(Adds quotes, details)
BEIJING May 11 Chinese President Xi Jinping
discussed nuclear tensions on the Korean peninsula with South
Korea's new liberal President Moon Jae-in on Thursday, state
television said, as Moon set about addressing a raft of problems
posed by the North's defiance.
Xi told Moon that China has always upheld the
denuclearisation of the Korean peninsula and that the nuclear
issue should be resolved through talks, which are in everyone's
interests, according to the state television report.
China was willing to keep working hard with all parties,
including South Korea, for the peace and prosperity of the
Korean peninsula, Xi said.
Despite Chinese anger at North Korea's repeated nuclear and
missile tests, China remains the isolated state's most important
economic and diplomatic backer, even as Beijing has signed up
for tough U.N. sanctions against Pyongyang.
Beijing also has its own issues with Seoul.

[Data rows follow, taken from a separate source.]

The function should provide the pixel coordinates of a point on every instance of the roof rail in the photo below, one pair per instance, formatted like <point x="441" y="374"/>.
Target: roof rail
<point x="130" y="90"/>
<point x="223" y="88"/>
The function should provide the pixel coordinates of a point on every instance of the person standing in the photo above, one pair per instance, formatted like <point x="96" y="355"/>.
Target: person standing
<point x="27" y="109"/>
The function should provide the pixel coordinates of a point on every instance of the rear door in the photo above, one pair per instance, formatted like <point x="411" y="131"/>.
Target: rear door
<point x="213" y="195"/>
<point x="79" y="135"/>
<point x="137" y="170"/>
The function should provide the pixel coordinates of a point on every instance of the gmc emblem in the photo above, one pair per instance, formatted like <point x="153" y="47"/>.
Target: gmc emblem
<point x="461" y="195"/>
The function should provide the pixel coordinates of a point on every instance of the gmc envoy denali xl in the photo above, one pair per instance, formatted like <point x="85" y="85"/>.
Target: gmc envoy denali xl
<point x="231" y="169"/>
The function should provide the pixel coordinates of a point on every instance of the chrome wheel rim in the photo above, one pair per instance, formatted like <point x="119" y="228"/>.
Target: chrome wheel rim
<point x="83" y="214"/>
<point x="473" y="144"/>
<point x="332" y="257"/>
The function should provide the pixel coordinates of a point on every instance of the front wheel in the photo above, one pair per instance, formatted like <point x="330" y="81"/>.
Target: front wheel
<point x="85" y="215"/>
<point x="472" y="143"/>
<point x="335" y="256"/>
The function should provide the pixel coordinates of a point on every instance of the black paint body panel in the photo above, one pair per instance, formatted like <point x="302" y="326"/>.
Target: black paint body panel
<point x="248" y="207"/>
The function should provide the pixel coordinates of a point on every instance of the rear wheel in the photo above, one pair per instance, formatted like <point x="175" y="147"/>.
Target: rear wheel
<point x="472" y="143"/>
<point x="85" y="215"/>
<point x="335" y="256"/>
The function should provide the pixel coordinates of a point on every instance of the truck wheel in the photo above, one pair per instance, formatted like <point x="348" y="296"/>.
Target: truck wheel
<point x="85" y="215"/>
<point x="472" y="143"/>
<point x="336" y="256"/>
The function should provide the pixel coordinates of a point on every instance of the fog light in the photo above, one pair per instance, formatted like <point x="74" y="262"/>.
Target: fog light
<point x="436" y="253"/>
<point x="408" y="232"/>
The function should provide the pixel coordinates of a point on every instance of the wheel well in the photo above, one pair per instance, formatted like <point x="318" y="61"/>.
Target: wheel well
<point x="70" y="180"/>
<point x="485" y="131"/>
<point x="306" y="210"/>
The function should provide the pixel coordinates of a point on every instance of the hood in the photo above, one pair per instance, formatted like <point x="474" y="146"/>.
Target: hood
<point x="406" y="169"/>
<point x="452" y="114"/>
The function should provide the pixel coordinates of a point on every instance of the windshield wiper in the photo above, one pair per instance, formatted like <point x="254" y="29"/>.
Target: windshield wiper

China has
vigorously opposed the deployment of a U.S. anti-missile system
in South Korea, saying it threatens Chinese security and will do
nothing to resolve tensions with North Korea.
The Chinese state television report made no direct mention
of the anti-missile system, instead citing Xi as saying that
both sides should handle their disputes appropriately.
China also hopes the new South Korean government attaches
importance to China's concerns and takes steps to promote the
stable and healthy development of ties, Xi said.
Moon said in his first speech as president on Wednesday he
would immediately begin efforts to defuse security fears on the
Korean peninsula and would negotiate with Washington and Beijing
to ease tensions over the deployment of the Terminal High
Altitude Area Defense (THAAD) anti-missile system in the South.
He also said he was prepared to go to Pyongyang "if the
conditions are right".
North Korea is believed to be preparing for a sixth nuclear
test and is working to develop a nuclear-tipped missile capable
of reaching the United States, presenting U.S. President Donald
Trump with perhaps his most pressing security issue.
Moon's swearing-in on Wednesday brought to an end a
months-long power vacuum after previous president Park Geun-hye
was ousted in a corruption scandal in March.